On 4/7/21 10:41 AM, Ron Frederick wrote:
That said, is the SCP implementation in OpenSSH currently doing any file-level parallelization? I wouldn’t expect it to, so I’m not sure that would explain the performance difference. If I had to guess, it’s more likely due to the fact that there’s a single round-trip with SCP for each file transfer, whereas SFTP involves separate requests to do an open(), read(), stat(), etc. each of which has its own round-trip. Some of those (such as the read() calls) are parallelized, but you still have to pay for the open() before beginning the reads, and possibly for other things like stat() when preserving attributes.

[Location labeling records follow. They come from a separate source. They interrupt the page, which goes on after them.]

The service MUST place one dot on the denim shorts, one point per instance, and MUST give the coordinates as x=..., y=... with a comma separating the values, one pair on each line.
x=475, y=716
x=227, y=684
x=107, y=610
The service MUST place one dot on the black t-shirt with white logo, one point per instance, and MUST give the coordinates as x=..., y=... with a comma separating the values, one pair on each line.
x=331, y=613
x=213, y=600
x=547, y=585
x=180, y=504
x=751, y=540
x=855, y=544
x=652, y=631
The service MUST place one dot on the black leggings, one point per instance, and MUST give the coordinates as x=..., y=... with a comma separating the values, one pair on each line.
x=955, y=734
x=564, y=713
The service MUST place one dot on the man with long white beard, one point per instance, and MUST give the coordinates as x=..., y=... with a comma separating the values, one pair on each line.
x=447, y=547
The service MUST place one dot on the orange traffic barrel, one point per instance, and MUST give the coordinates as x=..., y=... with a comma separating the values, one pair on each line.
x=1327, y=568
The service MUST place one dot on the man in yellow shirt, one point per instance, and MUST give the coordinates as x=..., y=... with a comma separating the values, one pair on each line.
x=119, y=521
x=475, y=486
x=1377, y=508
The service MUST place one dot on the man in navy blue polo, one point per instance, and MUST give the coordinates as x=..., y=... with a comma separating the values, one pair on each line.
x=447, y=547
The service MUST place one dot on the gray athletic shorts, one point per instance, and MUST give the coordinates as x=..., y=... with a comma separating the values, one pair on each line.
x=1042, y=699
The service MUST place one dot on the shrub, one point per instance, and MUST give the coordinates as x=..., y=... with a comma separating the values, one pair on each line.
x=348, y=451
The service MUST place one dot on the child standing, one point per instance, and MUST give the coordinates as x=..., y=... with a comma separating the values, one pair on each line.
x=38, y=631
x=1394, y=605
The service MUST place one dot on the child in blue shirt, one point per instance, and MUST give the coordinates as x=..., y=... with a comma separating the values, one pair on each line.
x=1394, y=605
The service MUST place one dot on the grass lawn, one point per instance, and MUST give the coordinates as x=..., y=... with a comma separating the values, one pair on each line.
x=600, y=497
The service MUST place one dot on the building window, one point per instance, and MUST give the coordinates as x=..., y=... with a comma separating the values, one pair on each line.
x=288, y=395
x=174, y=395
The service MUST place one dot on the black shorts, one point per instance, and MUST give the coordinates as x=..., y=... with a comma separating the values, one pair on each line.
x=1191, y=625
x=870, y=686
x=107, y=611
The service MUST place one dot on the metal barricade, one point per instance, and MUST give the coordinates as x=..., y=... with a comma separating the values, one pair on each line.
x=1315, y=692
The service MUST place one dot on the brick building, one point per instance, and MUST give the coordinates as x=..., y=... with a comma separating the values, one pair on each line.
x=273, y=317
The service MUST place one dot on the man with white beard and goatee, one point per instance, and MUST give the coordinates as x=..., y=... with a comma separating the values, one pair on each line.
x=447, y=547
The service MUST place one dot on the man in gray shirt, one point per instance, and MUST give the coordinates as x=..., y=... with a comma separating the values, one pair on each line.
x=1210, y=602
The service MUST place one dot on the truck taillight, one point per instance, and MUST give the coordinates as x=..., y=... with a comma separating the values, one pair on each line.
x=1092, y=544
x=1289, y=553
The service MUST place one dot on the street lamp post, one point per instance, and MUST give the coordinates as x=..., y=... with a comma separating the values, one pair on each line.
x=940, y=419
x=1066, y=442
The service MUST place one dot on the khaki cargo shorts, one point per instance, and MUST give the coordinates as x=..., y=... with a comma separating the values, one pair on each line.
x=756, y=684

No parallelization at all. It's something I thought about but it's something I'll have to come back to when I have time. There are other deliverables for this project I need to focus on. As for the number of RTs - there are a couple of message round trips but nothing all that much. The resume feature increases the number of RTs but it's still faster.
I absolutely agree with Damien about the pipeline stalling being the major factor. Anyway, I've been looking at learning more about pipelining. :)
In some cases there *might* be an issue with hitting the outstanding message request limit but that's not what's happening here. I really do want to take a closer look at this - especially if SCP is going to default to the SFTP protocol soon. In the high performance computing community we do have faster transport tools like GridFTP and Aspera but they have some serious barriers to entry for a lot of users. SCP is still widely used for transferring large data sets (people moving TBs of data via SCP isn't uncommon where I work) so performance in those environments is a concern of mine.